Glafira Rosales, Master Art Scammer, Busted for Duping IRS and Selling Phony Masters
Here's a little bit of Upper East Side intrigue: a fancy dealer took it upon herself to double down and sharply increase her profit margin by selling phony paintings and duping the Internal Revenue Service out of millions, federal prosecutors tell us.
The wily Glafira Rosales allegedly hid $12.5 million earned from the sales of "work" by abstract expressionists Jackson Pollock, Mark Rothko, and Willem de Kooning by hiding the cash in secret bank accounts in Spain, the U.S Attorney's office in Manhattan says. If only the IRS was so aggressive with large corporations: See Apple computer's many feathered tax shelters. The feds busted her in Sands Point, N.Y. (aka F. Scott Fitzgerald's "East Egg" in "The Great Gatsby), early yesterday, and U.S. Attorney Preet Bharara, ever the man with a pithy quote, called her an "artful dodger" (see Dickens, Charles.)

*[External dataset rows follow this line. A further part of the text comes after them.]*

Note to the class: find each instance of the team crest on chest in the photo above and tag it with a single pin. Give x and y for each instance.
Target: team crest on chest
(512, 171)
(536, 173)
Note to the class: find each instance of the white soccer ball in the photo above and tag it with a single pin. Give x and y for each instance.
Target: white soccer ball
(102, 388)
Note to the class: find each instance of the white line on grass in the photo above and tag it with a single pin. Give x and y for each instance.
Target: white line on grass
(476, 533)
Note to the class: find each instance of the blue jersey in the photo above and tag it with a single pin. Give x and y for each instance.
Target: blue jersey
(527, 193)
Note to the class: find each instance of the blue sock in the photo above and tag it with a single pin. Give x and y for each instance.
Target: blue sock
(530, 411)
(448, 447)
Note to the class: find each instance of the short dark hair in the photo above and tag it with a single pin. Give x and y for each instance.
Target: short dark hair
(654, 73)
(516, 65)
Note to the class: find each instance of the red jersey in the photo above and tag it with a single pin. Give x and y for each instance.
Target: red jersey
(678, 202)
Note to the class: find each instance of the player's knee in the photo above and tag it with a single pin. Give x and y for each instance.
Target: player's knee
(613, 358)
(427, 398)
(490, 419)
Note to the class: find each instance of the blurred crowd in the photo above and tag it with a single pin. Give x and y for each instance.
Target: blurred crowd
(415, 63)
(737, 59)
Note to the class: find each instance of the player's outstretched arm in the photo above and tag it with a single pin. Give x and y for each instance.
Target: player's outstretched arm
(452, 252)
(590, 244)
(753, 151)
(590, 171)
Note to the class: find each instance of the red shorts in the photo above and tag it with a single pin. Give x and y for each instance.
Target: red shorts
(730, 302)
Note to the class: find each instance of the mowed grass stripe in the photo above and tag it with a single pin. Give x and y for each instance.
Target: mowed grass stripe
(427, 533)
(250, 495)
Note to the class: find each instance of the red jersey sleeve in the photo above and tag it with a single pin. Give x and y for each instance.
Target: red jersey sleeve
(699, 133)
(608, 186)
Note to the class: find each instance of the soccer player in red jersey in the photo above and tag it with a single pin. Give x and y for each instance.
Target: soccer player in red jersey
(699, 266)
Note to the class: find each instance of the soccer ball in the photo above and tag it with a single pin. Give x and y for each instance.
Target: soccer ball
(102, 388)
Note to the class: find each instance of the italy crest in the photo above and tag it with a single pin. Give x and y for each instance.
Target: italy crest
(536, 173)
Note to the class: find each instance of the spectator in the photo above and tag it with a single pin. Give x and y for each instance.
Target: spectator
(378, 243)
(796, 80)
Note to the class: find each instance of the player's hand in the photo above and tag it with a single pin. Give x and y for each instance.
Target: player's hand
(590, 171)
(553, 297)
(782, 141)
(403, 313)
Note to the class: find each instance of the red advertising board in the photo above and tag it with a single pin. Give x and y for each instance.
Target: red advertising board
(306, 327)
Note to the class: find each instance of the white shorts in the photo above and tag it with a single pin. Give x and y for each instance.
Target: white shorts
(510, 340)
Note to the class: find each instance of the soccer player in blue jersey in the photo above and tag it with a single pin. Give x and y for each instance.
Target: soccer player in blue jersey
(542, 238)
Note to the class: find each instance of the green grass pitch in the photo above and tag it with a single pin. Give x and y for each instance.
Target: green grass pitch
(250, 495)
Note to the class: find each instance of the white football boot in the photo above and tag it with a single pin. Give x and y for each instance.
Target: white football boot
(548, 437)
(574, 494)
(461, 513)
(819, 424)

"Her arrest shows that no matter how clever the scheme, attempts to hide income from the government to avoid paying taxes on that income will be discovered and prosecuted," Bharara said.
Again, we have to note the irony of this arrest on the same day that Apple's CEO was called to Capitol Hill to explain why billions in company profit found their way into foreign shell companies to avoid U.S. taxes. I bet Rosales would have prefered the hearing on Capitol Hill to being hauled away in cuffs!
The back story: Glafira, beginning in the 1990s, began claiming she had uncovered previously unknown masterworks. She allegedly duped two very prominent Manhattan galleries (unnamed, of course, as that would be unseemly) out of more than $14 million. She even phonied up a Swiss and Spanish owners who claimed to have inherited the paintings.
She transferred a lot of the proceeds to an account maintained by her boyfriend. Of course. There's always a boyfriend in the mix.
Rosales' arrest puts finality to a scandal that began with Patrica Cohen's New York Times scoop just over a year ago. Cohen reported that Rosales was little known when she suddenly appeared in a major gallery with a Rothko, and got the owner to buy it. It was a fake.